ALADYNOULLI: Dynamic Disease Modeling
A Bayesian Framework for Genomic Discovery and Clinical Prediction
2026-02-04
Preface
“The shape of a story is the shape of a life.” — Kurt Vonnegut
This book began, as many things do, with a patient.
A 34-year-old man arrives in the emergency department with chest pain. His ECG shows ST elevations. His troponin is 870. The diagnosis seems clear: acute coronary syndrome. But everything is moving—his risk was different yesterday than it is today, and it will be different tomorrow.
Traditional risk models assume that hazards are proportional: that the relative risk between two individuals stays constant over time. But we know this isn’t true. A 40-year-old with high genetic risk for coronary disease faces different dynamics than a 70-year-old with the same genes. Risk evolves. Diseases interact. Biology unfolds over decades.

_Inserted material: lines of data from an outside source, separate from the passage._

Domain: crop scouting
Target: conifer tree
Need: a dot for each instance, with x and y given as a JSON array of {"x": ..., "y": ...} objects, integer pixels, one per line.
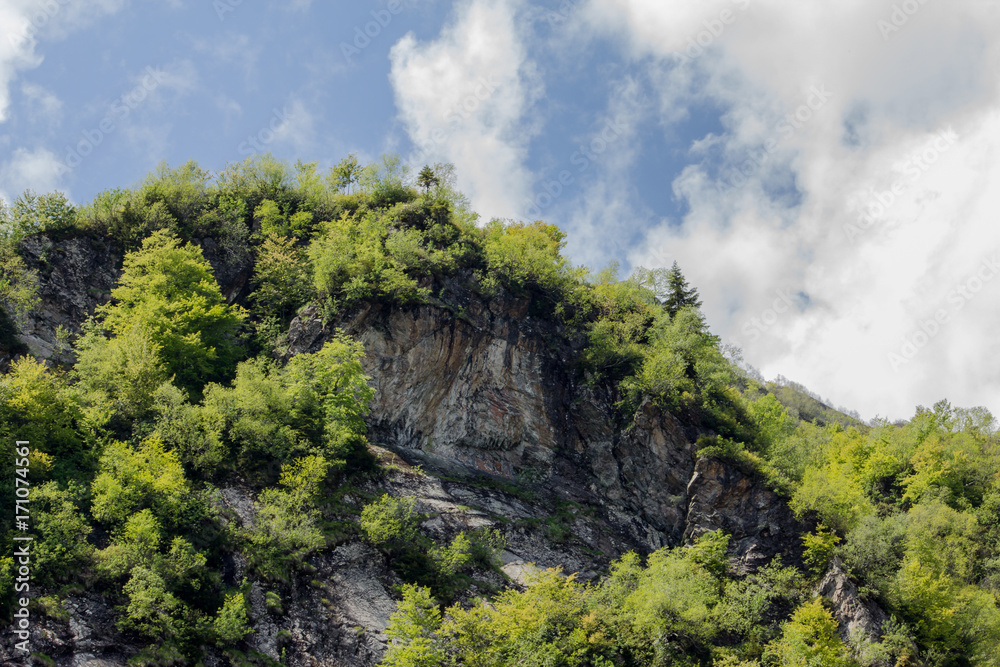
[{"x": 679, "y": 295}]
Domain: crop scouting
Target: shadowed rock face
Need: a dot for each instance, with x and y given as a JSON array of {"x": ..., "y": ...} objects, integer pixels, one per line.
[
  {"x": 493, "y": 390},
  {"x": 759, "y": 522},
  {"x": 465, "y": 386},
  {"x": 75, "y": 276}
]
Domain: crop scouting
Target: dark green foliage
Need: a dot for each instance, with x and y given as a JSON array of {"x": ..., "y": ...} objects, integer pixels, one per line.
[
  {"x": 167, "y": 290},
  {"x": 162, "y": 404}
]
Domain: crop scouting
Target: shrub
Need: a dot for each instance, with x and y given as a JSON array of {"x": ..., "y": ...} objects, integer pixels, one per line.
[
  {"x": 232, "y": 623},
  {"x": 168, "y": 290},
  {"x": 390, "y": 522}
]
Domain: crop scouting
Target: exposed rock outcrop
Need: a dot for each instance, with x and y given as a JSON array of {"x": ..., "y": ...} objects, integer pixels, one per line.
[
  {"x": 485, "y": 396},
  {"x": 75, "y": 276},
  {"x": 759, "y": 522}
]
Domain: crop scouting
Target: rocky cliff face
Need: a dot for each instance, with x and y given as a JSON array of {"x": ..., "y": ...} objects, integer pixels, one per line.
[{"x": 485, "y": 398}]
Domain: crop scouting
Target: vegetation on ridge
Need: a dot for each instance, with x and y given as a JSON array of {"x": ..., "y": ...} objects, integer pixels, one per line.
[{"x": 175, "y": 391}]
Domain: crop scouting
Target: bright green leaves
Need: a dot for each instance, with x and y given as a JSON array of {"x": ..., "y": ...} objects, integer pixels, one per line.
[
  {"x": 168, "y": 290},
  {"x": 810, "y": 638},
  {"x": 315, "y": 404},
  {"x": 135, "y": 479},
  {"x": 525, "y": 255},
  {"x": 287, "y": 524},
  {"x": 282, "y": 277},
  {"x": 666, "y": 612}
]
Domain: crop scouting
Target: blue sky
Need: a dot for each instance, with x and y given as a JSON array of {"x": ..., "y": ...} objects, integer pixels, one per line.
[{"x": 825, "y": 173}]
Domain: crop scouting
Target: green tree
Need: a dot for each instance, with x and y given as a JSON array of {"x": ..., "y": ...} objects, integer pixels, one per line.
[
  {"x": 168, "y": 289},
  {"x": 810, "y": 639},
  {"x": 133, "y": 479},
  {"x": 413, "y": 630},
  {"x": 287, "y": 526},
  {"x": 345, "y": 174},
  {"x": 427, "y": 179},
  {"x": 61, "y": 549},
  {"x": 282, "y": 277},
  {"x": 390, "y": 521},
  {"x": 670, "y": 287},
  {"x": 119, "y": 376},
  {"x": 33, "y": 213},
  {"x": 232, "y": 622}
]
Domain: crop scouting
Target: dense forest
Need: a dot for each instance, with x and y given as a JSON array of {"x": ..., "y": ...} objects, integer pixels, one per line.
[{"x": 174, "y": 389}]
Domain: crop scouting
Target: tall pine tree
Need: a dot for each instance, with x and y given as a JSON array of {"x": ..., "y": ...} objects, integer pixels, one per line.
[{"x": 679, "y": 295}]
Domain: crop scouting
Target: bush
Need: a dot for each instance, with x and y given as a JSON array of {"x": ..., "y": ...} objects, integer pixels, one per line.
[
  {"x": 287, "y": 525},
  {"x": 61, "y": 550},
  {"x": 168, "y": 290},
  {"x": 390, "y": 522},
  {"x": 818, "y": 549},
  {"x": 130, "y": 480},
  {"x": 232, "y": 623}
]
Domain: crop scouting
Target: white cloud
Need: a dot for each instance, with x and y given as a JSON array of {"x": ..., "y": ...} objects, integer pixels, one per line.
[
  {"x": 38, "y": 170},
  {"x": 465, "y": 97},
  {"x": 43, "y": 106},
  {"x": 297, "y": 127},
  {"x": 24, "y": 22},
  {"x": 778, "y": 241}
]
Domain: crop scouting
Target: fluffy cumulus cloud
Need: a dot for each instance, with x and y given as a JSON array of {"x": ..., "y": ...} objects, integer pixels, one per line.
[
  {"x": 842, "y": 227},
  {"x": 24, "y": 26},
  {"x": 38, "y": 170},
  {"x": 466, "y": 97}
]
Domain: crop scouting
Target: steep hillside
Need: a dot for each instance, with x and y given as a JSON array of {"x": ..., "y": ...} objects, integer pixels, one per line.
[{"x": 281, "y": 424}]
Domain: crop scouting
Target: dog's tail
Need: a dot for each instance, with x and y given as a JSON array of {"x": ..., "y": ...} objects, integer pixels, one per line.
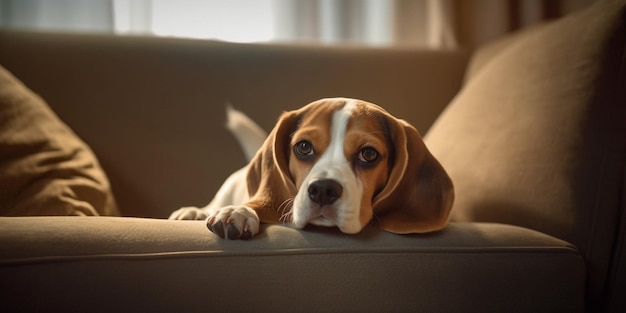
[{"x": 249, "y": 134}]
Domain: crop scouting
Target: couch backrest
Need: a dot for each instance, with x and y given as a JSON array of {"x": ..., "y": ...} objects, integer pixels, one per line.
[
  {"x": 537, "y": 138},
  {"x": 152, "y": 109}
]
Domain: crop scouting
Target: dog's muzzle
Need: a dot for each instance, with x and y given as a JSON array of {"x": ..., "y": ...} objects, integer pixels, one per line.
[{"x": 324, "y": 191}]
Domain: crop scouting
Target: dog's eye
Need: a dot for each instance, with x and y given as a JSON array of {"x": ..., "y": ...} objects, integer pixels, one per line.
[
  {"x": 303, "y": 149},
  {"x": 368, "y": 155}
]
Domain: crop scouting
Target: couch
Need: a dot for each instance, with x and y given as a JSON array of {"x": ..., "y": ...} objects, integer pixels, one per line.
[{"x": 120, "y": 131}]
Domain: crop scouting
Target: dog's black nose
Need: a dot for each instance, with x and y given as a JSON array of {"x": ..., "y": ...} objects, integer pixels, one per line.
[{"x": 325, "y": 191}]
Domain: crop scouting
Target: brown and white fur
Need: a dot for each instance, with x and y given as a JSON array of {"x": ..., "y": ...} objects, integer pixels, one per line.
[{"x": 335, "y": 162}]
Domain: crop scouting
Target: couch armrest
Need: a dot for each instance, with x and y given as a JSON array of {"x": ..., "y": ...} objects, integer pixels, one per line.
[{"x": 130, "y": 264}]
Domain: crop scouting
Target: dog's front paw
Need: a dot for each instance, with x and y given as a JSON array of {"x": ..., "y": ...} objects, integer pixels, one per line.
[
  {"x": 188, "y": 213},
  {"x": 234, "y": 222}
]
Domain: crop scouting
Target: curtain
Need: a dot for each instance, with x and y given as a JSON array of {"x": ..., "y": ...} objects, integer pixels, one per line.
[{"x": 427, "y": 23}]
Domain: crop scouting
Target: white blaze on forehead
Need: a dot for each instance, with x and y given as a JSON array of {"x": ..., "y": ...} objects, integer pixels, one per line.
[
  {"x": 339, "y": 126},
  {"x": 333, "y": 164}
]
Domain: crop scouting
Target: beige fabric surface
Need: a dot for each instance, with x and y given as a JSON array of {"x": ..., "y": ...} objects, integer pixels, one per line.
[
  {"x": 45, "y": 169},
  {"x": 536, "y": 137},
  {"x": 154, "y": 108},
  {"x": 120, "y": 264}
]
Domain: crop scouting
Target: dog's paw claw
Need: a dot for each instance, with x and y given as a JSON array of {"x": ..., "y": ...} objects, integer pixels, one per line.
[
  {"x": 232, "y": 232},
  {"x": 234, "y": 222},
  {"x": 218, "y": 229}
]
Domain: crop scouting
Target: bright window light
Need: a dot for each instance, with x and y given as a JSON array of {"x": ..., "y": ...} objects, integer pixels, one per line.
[{"x": 233, "y": 20}]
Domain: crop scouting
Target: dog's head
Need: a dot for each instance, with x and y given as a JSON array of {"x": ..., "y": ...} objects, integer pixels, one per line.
[{"x": 344, "y": 162}]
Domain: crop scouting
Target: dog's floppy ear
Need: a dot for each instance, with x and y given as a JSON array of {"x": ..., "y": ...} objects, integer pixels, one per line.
[
  {"x": 269, "y": 182},
  {"x": 419, "y": 194}
]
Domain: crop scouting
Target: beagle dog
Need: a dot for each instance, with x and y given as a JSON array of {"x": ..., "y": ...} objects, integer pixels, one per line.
[{"x": 335, "y": 162}]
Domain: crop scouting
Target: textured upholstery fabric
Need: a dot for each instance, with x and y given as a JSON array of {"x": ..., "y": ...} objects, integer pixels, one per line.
[
  {"x": 147, "y": 265},
  {"x": 153, "y": 108},
  {"x": 537, "y": 136},
  {"x": 45, "y": 169}
]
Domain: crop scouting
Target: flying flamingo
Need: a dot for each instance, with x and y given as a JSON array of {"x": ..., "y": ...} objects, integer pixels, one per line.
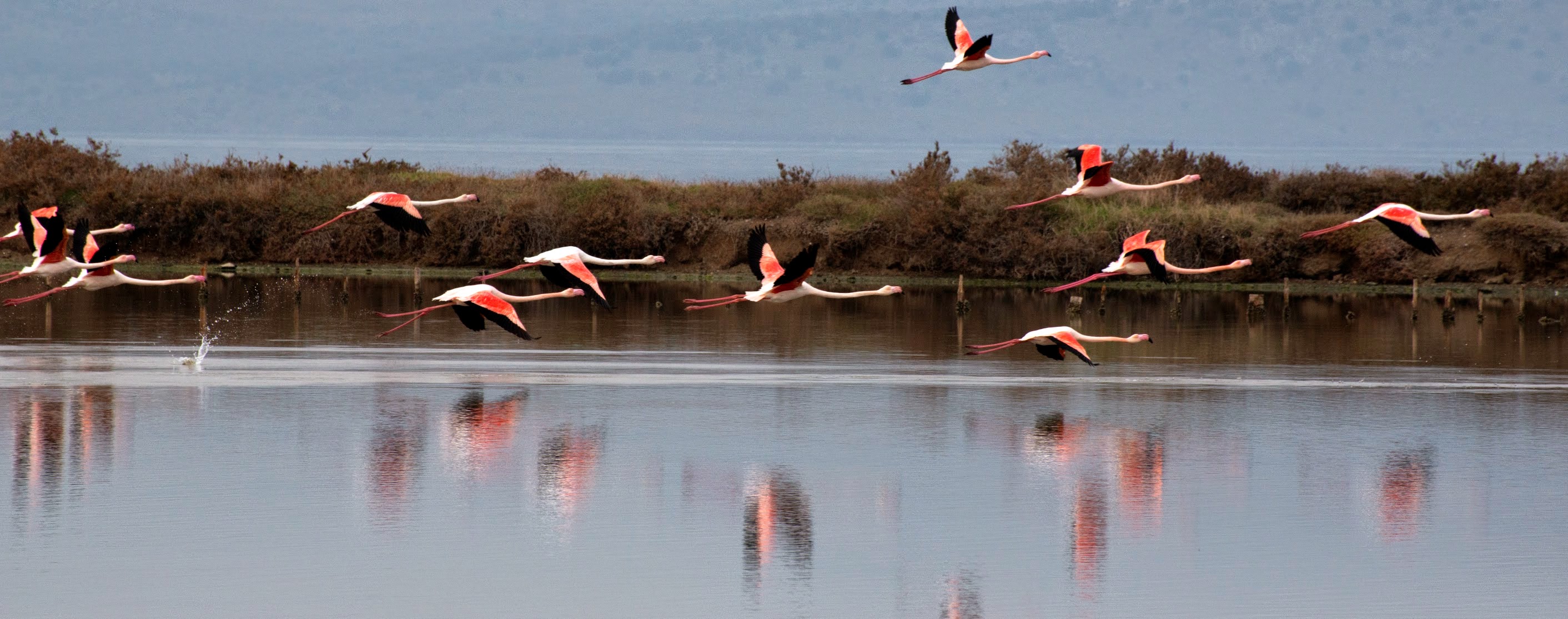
[
  {"x": 479, "y": 302},
  {"x": 1140, "y": 257},
  {"x": 82, "y": 250},
  {"x": 397, "y": 211},
  {"x": 568, "y": 268},
  {"x": 51, "y": 252},
  {"x": 51, "y": 211},
  {"x": 1405, "y": 223},
  {"x": 1095, "y": 178},
  {"x": 781, "y": 282},
  {"x": 969, "y": 54},
  {"x": 1056, "y": 341}
]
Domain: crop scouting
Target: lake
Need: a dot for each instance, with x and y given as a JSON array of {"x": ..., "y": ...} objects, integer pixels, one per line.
[{"x": 816, "y": 458}]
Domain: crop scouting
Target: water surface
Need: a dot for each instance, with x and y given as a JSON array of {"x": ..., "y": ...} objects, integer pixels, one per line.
[{"x": 805, "y": 460}]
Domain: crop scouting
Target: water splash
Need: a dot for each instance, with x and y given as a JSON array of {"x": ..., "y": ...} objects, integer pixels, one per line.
[{"x": 201, "y": 352}]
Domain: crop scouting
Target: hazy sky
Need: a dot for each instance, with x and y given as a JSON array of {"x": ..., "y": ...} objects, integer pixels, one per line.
[{"x": 1407, "y": 74}]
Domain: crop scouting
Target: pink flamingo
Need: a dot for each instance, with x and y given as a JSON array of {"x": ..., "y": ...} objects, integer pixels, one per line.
[
  {"x": 1140, "y": 257},
  {"x": 568, "y": 268},
  {"x": 82, "y": 250},
  {"x": 1054, "y": 341},
  {"x": 1095, "y": 178},
  {"x": 783, "y": 282},
  {"x": 397, "y": 211},
  {"x": 479, "y": 302},
  {"x": 1405, "y": 223},
  {"x": 52, "y": 258},
  {"x": 968, "y": 54}
]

This book describes ALADYNOULLI, a Bayesian framework that models how disease risk changes over the lifespan by integrating longitudinal electronic health records with genetic data. The name combines “Aladdin” (the genie grants wishes—and predictions) with “Bernoulli” (the distribution underlying our likelihood). The model identifies latent disease signatures from patterns of diagnosis, learns how individuals traverse these signatures over time, and incorporates genetic information to improve both biological discovery and clinical prediction.
Who This Book Is For
This book is written for:
- Biostatisticians interested in longitudinal modeling, Bayesian methods, and survival analysis
- Genetic epidemiologists working with biobank data and polygenic risk scores
- Clinical researchers developing risk prediction tools
- Data scientists applying machine learning to healthcare
- Graduate students in biostatistics, bioinformatics, or computational biology
We assume familiarity with basic probability, linear algebra, and some exposure to Bayesian statistics. Code examples are in Python (PyTorch), with R used for visualization.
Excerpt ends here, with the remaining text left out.